Data or Offset field

This field contains 0 or more data bytes. The actual number of data bytes is indicated by the byte count in the beginning of the record. The data bytes are interpreted as real "payload" data in type '00' records. In all other record types the data represent pre-set address values.

Checksum Field

This field is a one byte (2 hex digits) 2's complement checksum of the entire record. To create the checksum make a 1 byte sum from all fields of the record:

  byte count + both address bytes + record type + all data bytes.

Then take the 2's complement of this sum to create the final checksum. Checking the checksum at the receiver's end is simply done by adding all bytes together including the checksum itself, discarding all carries, and the result must be $00.

Examples

:10C00000576F77212044696420796F7520726561CC
:10C010006C6C7920676F207468726F756768206137
:10C020006C6C20746869732074726F75626C652023
:10C03000746F207265616420746869732073747210
:04C040007696E67397
:00000001FF

In the example above you can see a piece of code with normal 16 bit addressing. The first 4 lines have 16 bytes of data each, which can be seen by the byte count, the first byte of each line. The 5th line has only 4 bytes because the program is at its end there.
After the byte count on each line you can see the address where the 1st data byte of that line is to be stored. The begin address of the file is $C000. Remember that the address order within a file is not important.
Then the record type is given. In each data record this identifier is $00. Only in the End Of File record, the last line, this identifier is $01. Note that the address of the last line is also $0000 and that there are no data bytes in this last record.
The data bytes follow the record identifier, at least for the data records they do.
Finally you see the checksum as the last byte of every record. If you like you can add all bytes of each line together and the 8-bit result should be $00 every time.

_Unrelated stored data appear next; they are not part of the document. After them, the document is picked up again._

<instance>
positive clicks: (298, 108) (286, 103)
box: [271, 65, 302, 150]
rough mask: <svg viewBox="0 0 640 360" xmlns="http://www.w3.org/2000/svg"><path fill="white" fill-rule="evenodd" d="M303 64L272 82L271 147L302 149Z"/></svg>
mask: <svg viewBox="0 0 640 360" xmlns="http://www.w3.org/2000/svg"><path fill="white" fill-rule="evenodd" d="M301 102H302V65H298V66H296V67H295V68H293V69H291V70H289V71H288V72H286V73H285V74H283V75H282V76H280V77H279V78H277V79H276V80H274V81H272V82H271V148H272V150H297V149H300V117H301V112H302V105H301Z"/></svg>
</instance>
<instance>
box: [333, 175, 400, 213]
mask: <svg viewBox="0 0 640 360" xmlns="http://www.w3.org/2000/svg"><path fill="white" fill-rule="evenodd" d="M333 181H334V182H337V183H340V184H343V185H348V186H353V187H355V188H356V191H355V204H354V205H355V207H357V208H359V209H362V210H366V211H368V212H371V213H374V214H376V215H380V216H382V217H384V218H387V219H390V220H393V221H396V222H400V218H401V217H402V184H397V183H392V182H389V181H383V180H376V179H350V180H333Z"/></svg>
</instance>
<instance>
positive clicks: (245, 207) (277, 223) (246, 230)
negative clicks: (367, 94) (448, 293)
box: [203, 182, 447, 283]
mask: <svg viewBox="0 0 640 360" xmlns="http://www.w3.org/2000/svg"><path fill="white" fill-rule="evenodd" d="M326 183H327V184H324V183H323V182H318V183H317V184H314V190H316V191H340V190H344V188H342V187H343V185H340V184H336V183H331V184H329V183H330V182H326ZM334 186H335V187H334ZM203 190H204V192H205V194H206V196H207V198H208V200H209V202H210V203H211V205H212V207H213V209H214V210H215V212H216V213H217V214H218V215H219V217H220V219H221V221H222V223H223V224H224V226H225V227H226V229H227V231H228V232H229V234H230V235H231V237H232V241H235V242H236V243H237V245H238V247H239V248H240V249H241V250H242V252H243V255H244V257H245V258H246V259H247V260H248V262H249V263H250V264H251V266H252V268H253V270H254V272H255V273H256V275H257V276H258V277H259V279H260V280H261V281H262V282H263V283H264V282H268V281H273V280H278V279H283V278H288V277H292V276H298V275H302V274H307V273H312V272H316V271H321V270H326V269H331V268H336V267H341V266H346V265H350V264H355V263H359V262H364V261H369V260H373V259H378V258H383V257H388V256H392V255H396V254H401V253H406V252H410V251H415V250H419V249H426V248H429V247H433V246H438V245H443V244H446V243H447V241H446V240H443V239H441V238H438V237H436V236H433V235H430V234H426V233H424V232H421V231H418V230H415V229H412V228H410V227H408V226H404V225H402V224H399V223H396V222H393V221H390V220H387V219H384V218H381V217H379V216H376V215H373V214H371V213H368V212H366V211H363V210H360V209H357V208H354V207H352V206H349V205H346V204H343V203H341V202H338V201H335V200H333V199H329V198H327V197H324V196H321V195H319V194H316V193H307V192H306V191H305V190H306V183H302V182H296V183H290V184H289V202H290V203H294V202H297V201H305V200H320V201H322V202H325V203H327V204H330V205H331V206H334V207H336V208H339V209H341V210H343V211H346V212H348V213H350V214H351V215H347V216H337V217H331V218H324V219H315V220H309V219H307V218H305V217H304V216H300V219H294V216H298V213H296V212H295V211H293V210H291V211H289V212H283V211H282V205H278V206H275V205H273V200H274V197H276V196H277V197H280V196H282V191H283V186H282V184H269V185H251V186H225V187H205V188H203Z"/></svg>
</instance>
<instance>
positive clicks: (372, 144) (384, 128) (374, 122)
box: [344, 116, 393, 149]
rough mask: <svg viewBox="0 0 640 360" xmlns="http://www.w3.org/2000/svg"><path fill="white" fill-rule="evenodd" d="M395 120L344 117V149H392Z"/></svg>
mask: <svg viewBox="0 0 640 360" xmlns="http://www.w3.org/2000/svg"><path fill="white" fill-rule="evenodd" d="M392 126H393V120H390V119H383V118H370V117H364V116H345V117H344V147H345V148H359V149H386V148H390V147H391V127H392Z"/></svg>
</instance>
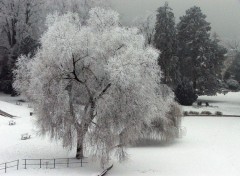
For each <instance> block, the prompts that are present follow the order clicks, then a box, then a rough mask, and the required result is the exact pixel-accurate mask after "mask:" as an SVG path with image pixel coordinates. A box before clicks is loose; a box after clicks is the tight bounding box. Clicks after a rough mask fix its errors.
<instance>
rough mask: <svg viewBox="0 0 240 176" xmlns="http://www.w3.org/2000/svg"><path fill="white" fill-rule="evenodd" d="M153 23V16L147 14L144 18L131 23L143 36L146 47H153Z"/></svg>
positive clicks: (154, 20) (153, 20)
mask: <svg viewBox="0 0 240 176" xmlns="http://www.w3.org/2000/svg"><path fill="white" fill-rule="evenodd" d="M155 21H156V16H155V14H153V13H150V12H147V13H146V14H145V15H144V16H142V17H138V18H136V19H135V20H134V22H133V24H134V25H135V26H137V27H138V29H139V31H140V32H141V33H142V34H143V35H144V37H145V43H146V45H154V34H155V27H154V25H155Z"/></svg>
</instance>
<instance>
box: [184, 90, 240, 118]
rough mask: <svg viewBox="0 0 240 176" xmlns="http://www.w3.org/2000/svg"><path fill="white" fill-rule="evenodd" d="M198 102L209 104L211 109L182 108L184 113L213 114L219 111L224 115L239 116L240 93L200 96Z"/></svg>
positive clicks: (234, 92) (239, 110)
mask: <svg viewBox="0 0 240 176" xmlns="http://www.w3.org/2000/svg"><path fill="white" fill-rule="evenodd" d="M198 101H202V102H203V105H205V104H204V103H205V102H209V104H210V106H212V107H200V108H199V107H197V106H196V107H192V106H184V107H183V109H184V110H185V111H197V112H202V111H210V112H212V113H213V114H215V112H216V111H221V112H222V113H223V114H224V115H240V92H229V93H227V94H226V95H223V94H218V95H217V96H200V97H199V98H198Z"/></svg>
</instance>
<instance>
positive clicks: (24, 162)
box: [24, 159, 27, 169]
mask: <svg viewBox="0 0 240 176" xmlns="http://www.w3.org/2000/svg"><path fill="white" fill-rule="evenodd" d="M24 160H25V162H24V164H25V167H24V169H27V159H24Z"/></svg>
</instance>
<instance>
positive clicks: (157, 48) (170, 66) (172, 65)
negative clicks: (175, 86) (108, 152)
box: [154, 2, 179, 86]
mask: <svg viewBox="0 0 240 176" xmlns="http://www.w3.org/2000/svg"><path fill="white" fill-rule="evenodd" d="M155 31H156V32H155V35H154V45H155V46H156V48H157V49H159V50H160V51H161V54H160V57H159V65H160V66H161V69H162V72H163V74H164V75H163V83H165V84H168V85H171V86H174V85H176V82H177V80H178V77H179V72H178V57H177V37H176V28H175V18H174V13H173V12H172V9H171V8H170V7H169V6H168V3H167V2H166V3H165V5H164V6H163V7H159V8H158V10H157V19H156V25H155Z"/></svg>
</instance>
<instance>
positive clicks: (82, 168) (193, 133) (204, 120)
mask: <svg viewBox="0 0 240 176" xmlns="http://www.w3.org/2000/svg"><path fill="white" fill-rule="evenodd" d="M237 96H238V97H240V94H239V93H237V94H235V96H234V97H237ZM208 98H210V99H211V97H208ZM213 98H214V97H213ZM215 98H216V97H215ZM0 100H1V96H0ZM218 101H220V102H223V101H224V100H221V99H219V100H218ZM239 101H240V100H239ZM8 102H11V101H10V100H9V101H8ZM233 102H234V101H233ZM12 103H13V104H9V103H6V102H3V101H0V109H1V110H3V111H6V112H8V113H10V114H11V113H12V114H13V115H17V116H18V117H19V118H16V119H14V120H15V121H16V125H15V126H9V125H8V122H9V120H10V119H9V118H6V117H1V116H0V139H1V140H0V163H2V162H6V161H11V160H15V159H25V158H62V157H63V158H65V157H74V154H75V149H73V150H72V151H69V150H67V149H64V148H62V147H61V144H60V143H57V142H54V141H50V140H49V139H48V138H47V137H46V138H41V137H39V136H37V135H36V127H35V126H34V125H33V124H34V117H30V116H29V112H30V111H31V109H29V108H27V105H26V103H25V104H24V105H23V106H17V105H14V101H12ZM236 103H238V100H237V98H236ZM222 104H223V107H224V104H225V105H227V104H228V102H227V100H226V103H225V102H223V103H222ZM236 111H237V110H236ZM183 126H185V127H186V128H187V136H185V137H183V138H182V139H178V140H175V141H173V142H165V143H163V142H162V143H161V142H160V143H159V142H154V141H152V142H151V143H150V144H148V145H143V144H142V145H139V146H138V147H132V148H130V149H129V150H128V153H129V160H127V161H126V162H123V163H121V164H117V163H115V164H114V167H113V169H112V170H111V171H110V173H109V175H111V176H122V175H124V176H135V175H138V176H139V175H140V176H141V175H144V176H159V175H164V176H238V175H239V173H240V150H239V149H240V118H223V117H214V118H213V117H203V118H201V117H187V118H186V117H185V118H184V120H183ZM26 132H28V133H30V134H31V135H32V136H33V137H32V138H31V139H30V140H25V141H22V140H20V137H21V134H22V133H26ZM88 161H89V163H88V164H85V166H84V167H83V168H64V167H61V168H60V169H27V170H24V169H22V166H21V169H20V170H19V171H16V170H14V169H12V170H9V171H8V173H7V174H2V173H3V172H1V171H0V175H6V176H28V175H29V176H32V175H36V176H38V175H39V176H40V175H47V176H52V175H54V176H55V175H57V176H58V175H59V176H64V175H72V176H97V175H98V173H100V172H101V168H100V166H99V165H98V164H96V163H93V162H92V160H91V159H88Z"/></svg>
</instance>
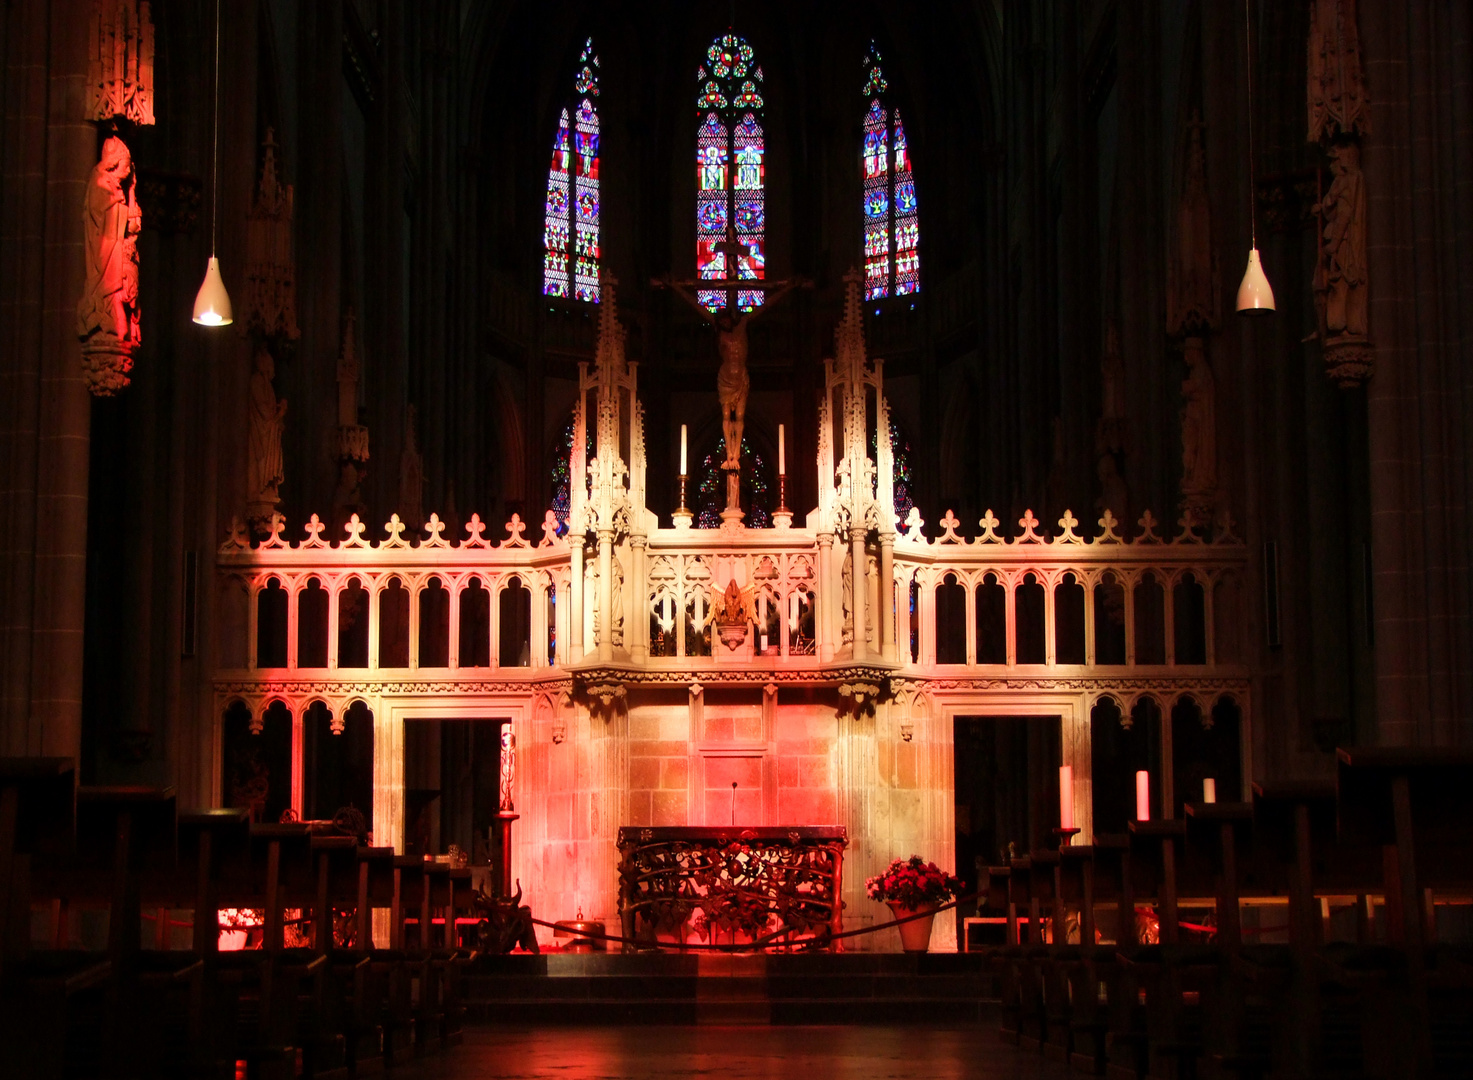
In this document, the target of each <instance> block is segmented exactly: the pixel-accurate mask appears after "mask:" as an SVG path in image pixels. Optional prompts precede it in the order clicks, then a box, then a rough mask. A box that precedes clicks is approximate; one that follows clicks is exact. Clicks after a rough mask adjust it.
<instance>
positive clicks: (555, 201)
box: [542, 38, 600, 304]
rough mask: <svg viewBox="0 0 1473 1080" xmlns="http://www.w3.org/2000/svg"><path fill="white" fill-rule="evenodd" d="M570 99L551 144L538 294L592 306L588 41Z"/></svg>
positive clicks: (596, 129)
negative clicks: (541, 276) (555, 134)
mask: <svg viewBox="0 0 1473 1080" xmlns="http://www.w3.org/2000/svg"><path fill="white" fill-rule="evenodd" d="M573 96H574V102H576V103H574V105H573V106H570V108H567V109H563V116H561V119H560V121H558V128H557V136H555V137H554V140H552V166H551V168H549V169H548V196H546V206H545V215H544V228H542V245H544V248H545V256H544V264H542V292H544V295H546V296H570V298H573V299H579V301H588V302H591V304H598V261H600V246H598V197H600V196H598V109H597V106H595V102H597V99H598V56H597V55H595V53H594V40H592V38H589V40H588V41H586V43H585V44H583V55H582V56H579V60H577V74H576V75H574V77H573Z"/></svg>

:100000004578616D706C65207769746820616E2039
:0B0010006164647265737320676170A7
:101000004865726520697320612067617020696E90
:1010100020746865206D656D6F727920616C6C6FEE
:06102000636174696F6E4C
:00000001FF

Here you see an example with an address gap. The first part of the program starts at address $0000. After the second record the address has suddenly changed to $1000. All date in the addresses in between remain unchanged, or are undefined. It is even possible to fill in these "blanks" later, without destroying the code presented in this example. As you can see not all lines have the same number of data bytes, which is no problem.
BTW: In both examples so far no Extended segment or Linear Base Address were defined. So these addresses are assumed to be $0000.

:020000022BC011
:1012340054686973207061727420697320696E2028
:0D12440061206C6F77207365676D656E74B7
:020000027F007D
:1080000054686973207061727420697320696E20EE
:108010007468652068696768207365676D656E744C
:00000001FF

In this final example I show you a piece of code with Extended Segment records in it. The first record is one of them. Here the Extended Segment address is set to $2BC0, which means that $2BC00 is added to all subsequent address fields to obtain the target address of the data. E.g. the first data byte of the 2nd record is stored at location $2BC00+$1234=$2CE34.
In the 4th record a new Extended Segment address is specified, which means that from then on all address fields are added to $7F000 to obtain the target address.
The Extended Segments records in this example can be replaced by Linear Base Address records by changing the identifier '02' into '04' and adapting the corresponding checksums. When keeping all other values the same this would result in a target address for the first byte of the second record of $2BC00000+$1234=$2BC01234.